11º Encontro Locaweb de Profissionais da Internet
(17/06/2009)



Bom, na quarta-feira acordamos às 6h. Nos arrumamos bem rápido, pra poder pegar o ônibus que nos levaria até a Av. Paulista, de onde teríamos que andar até a Av. Frei Caneca. O congresso começaria às 8h. Chegando à Paulista, descemos do ônibus, e fomos andando na direção que nos foi apontada, a Frei Caneca deveria estar logo em frente. Não entramos na rua, certa, mas por sorte logo encontramos a avenida, e nem chegamos a nos perder de verdade.

O evento ia acontecer no Shopping Frei Caneca, no espaço para conferências que tem lá. O shopping é grande, e o identifiquei muito com o Bouganville daqui, meio tortuoso, e até um pouquinho confuso à primeira vista, mas logo a gente já tinha pegado o jeito, e ne chegamos a nos perder lá dentro (como muitas vezes já consegui aqui no Flamboyant e no Araguaia Shopping). Ao entrarmos no espaço da conferência, pegamos nossos crachás e a mochilinha que eles deram (super-legal, tão profissional), que veio com um bloquinho super-lindo e útil.

[Stand da Microsoft]


Sim! Só tinha homem naquele lugar e nerd. Tipo, acho que nem 10% do público que participou do congresso era formado por mulheres. Mas, as promotoras dos patrocionadores eram moças, course (as da Locaweb, inclusive, usavam uns vestidinhos bem curtinhos, apesar do gelo do ar-condicionado). Foram 6 palestras. Muito interessantes. A mais dinâmica foi a do Fábio Akita, sobre Agilidade e Qualidade de Projetos (e mais completa, também).

Uma coisa sobre a qual todos eles falaram foi sobre o Twitter. Sério, é a nova tendência e quem não tem faça logo o seu. A dica principal, é tuitar coisas legais, principalmente as empresas que utilizam o serviço. Além disso, foram 2 coffee breaks, super-organizados e deliciosos, diga-se de passagem.

Na hora do almoço, que era livre, a @danamalua e eu até procuramos o Burger King, mas pra nossa infelicidade, não tinha nenhum lá. A gente comeu na Subway mesmo (muuuito boom). Só que a gente tinah comido tanto, que ficamos mais lotadas ainda.

[Paulo Henrique Amorim discursando]

No final das palestras teve uma mesa redonda, com um monte de personalidades da TI, e, por incrível que pareça, 2 jornalistas faziam parte do debate, que era mediado por outra jornalista. Um deles era o Paulo Henrique Amorim. OO Fiquei entusiasmada quando o vi lá. A discussão que começou falando de emprego, terminou num debate sobre o diploma de jornalista e a soberania brasileira (foi podre, permitam-me dizer). Mas, logo o assunto foi redirecionado e as coisas caminharam melhor.

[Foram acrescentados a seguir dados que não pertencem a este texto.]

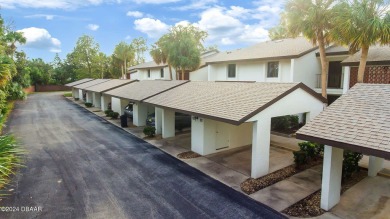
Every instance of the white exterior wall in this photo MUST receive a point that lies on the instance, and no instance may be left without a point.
(118, 104)
(250, 71)
(199, 75)
(105, 99)
(306, 69)
(207, 134)
(96, 97)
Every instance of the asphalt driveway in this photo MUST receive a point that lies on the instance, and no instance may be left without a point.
(80, 166)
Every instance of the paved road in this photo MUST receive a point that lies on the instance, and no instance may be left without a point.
(79, 166)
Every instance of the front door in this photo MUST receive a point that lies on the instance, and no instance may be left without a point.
(334, 74)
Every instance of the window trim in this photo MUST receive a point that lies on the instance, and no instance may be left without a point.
(268, 68)
(235, 70)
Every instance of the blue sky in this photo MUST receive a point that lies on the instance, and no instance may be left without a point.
(53, 26)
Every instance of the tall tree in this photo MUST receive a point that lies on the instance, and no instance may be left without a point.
(312, 19)
(185, 48)
(360, 24)
(124, 52)
(85, 53)
(159, 52)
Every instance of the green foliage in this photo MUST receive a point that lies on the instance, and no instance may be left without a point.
(10, 158)
(149, 131)
(114, 115)
(283, 123)
(88, 104)
(350, 163)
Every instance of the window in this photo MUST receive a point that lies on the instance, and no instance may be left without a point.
(162, 73)
(273, 69)
(231, 70)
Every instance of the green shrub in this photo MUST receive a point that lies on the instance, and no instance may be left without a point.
(350, 163)
(283, 123)
(88, 104)
(149, 131)
(108, 112)
(10, 158)
(114, 115)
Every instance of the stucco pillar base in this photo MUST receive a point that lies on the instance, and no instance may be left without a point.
(260, 147)
(331, 177)
(375, 164)
(168, 123)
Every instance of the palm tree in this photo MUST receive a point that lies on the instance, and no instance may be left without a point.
(159, 52)
(124, 52)
(312, 20)
(360, 24)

[Meu prêmio. O software, course.]

Pra terminar a maré de sorte que atingiu a Dana e eu, no final de tudo brindes foram sorteados... A Dana foi a primeira a ganhar (um mouse wirelles liiindo). Daí depois um cara do meu lado ganhou alguma coisa também. Eu, como não queria ficar de fora, resolvi falar que ia ganhar também. Foi uma situação bem legal e inusitada.

A moça que estava sorteando falou que daquela vez iriam sortear um programa de webdesign da Microsoft. Quando ela pegou a ficha, eu falei: "- É meu!". Em seguida, a cerimonial: "- Juliana Marton!" (eu já disse que palavra de crente tem poder. é tudo na base da fé. quem não acredita, azar). A Dana começou a dar trela, e quando eu levantei o carinha do meu lado ficou com cara de bobo (comoassim?!). A gente teve que tirar foto com as tais promoters. -.- Mas, a alegria de ganhar o ExpressionBlend era tanta que nem me importei muito.

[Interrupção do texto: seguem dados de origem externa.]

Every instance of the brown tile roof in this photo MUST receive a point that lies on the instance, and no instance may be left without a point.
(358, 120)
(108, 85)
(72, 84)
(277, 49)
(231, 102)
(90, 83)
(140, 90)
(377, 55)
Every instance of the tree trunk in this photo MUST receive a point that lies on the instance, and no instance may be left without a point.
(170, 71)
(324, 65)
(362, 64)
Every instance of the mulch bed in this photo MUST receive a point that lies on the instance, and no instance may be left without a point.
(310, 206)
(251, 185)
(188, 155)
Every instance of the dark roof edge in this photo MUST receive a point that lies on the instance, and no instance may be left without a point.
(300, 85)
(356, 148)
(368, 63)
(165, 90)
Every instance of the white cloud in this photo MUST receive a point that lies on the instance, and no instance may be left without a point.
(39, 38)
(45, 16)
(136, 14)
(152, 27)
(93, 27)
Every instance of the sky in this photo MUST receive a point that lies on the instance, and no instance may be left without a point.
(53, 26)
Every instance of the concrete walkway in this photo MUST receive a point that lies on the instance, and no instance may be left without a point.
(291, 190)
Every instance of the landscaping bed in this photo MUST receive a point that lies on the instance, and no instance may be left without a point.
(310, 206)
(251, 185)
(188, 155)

[Na porta do Shopping Frei Caneca, dando uma de turista]

Pra finalizar de vez nosso dia no congresso, a gente deu uma entrevistinha básica na saída, sobre o que a gente tinha achado do evento (quem eles foram pegar, né?). Na volta pra casa da Camila, a gente encontrou um mooonte de corinthianos indo para o Pacaembu, que é ali pertinho. Eu fiquei muitíssimo frustrada por não poder ir ao jogo. Os ingressos já estavam esgotados, e só se eu passasse fome pra ir ver meu Timão dar aquela surra no Inter (primeira final da Copa do Brasil. Sim, já somos campeões, thanks).

O melhor (ou mais torturante, não estou certa) é que do apê da Camila dava pra ouvir a torcida, e quando o Corinthians marcou os gols, os fogos da Fiel clarearam o céu nublado de São Paulo. Com certeza eu teria arrastado a Dana até lá. Depois de ver a bela vitória do Coringão fomos dormir. A proposta para o nosso último dia na cidade, era ir até a Av. 25 de Março (a Bernardo Sayão daqui, vulgarmente). E, pra não perdermos tempo, levantaríamos novamente às 6h (dormir a gente dorme em casa, né).

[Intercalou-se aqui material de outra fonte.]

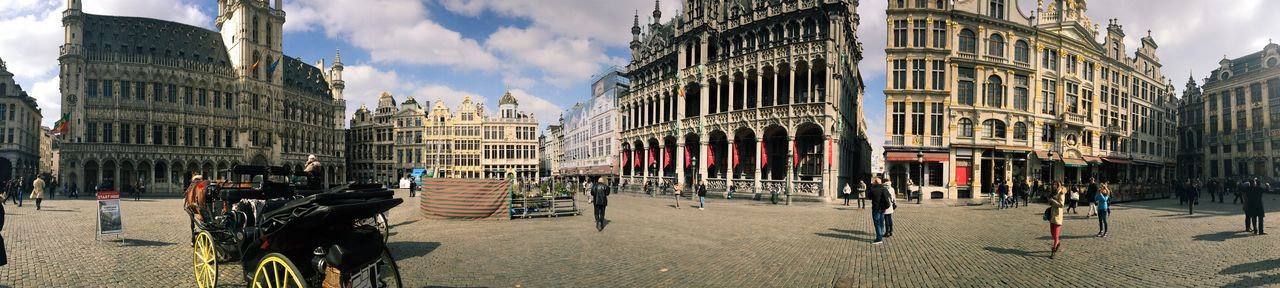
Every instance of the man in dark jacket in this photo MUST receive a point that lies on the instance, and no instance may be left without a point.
(599, 199)
(878, 195)
(1253, 211)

25 de Março e Parque do Ibirapuera
(18/06/2009
)

[Parque do Ibirapuera]

A noite foi densa. Dormi feito uma pedra. Na hora de acordar já me aconteceu algo bem engraçado. Eu estava sonhando que conversava com uma amiga, de repente ela me avisa que atrás de mim, alguém me chamava. Quando viro eu acordo e era a Dana. OO Sim! Foi bem estranho e uma forma muito inusitada de se acordar. Recorrendo a Freud (excuse me), é interessante a maneira como nosso inconsciente trabalha. Okey, chega de Psicanálise.

Levantamos e nos vestimos. Eu nem quis levar bolsa, depois das coisas que todo mundo ficou falando sobre como é perigoso andar na 25 e que se der bobeira é assaltado mesmo. Fui com a minha blusona, que tem uns bolsos espertos. Coloquei tudinho lá. Saímos, e pegamos um ônibus que ia em direção a Barra Funda. Chegando lá, pegamos o metrô, em direção a . Dessa vez, realmente me deu enjôo.

A Estação da Sé é bem cheia, e um pouquinho confusa, mas a gente se virou bem e logo chegamos a 25 de Março. Nem foi tudo aquilo de bagunça que o pessoal falou. Era tão cedo (tipo, 8h30), que a avenida estava bem vazia. As 2 passando mal, não conseguimos olhar pra nada antes de ir comer alguma coisa. Cambaleando, encontramos uma lanchonete, que pelo movimento, entendemos ser um bom lugar pra comer.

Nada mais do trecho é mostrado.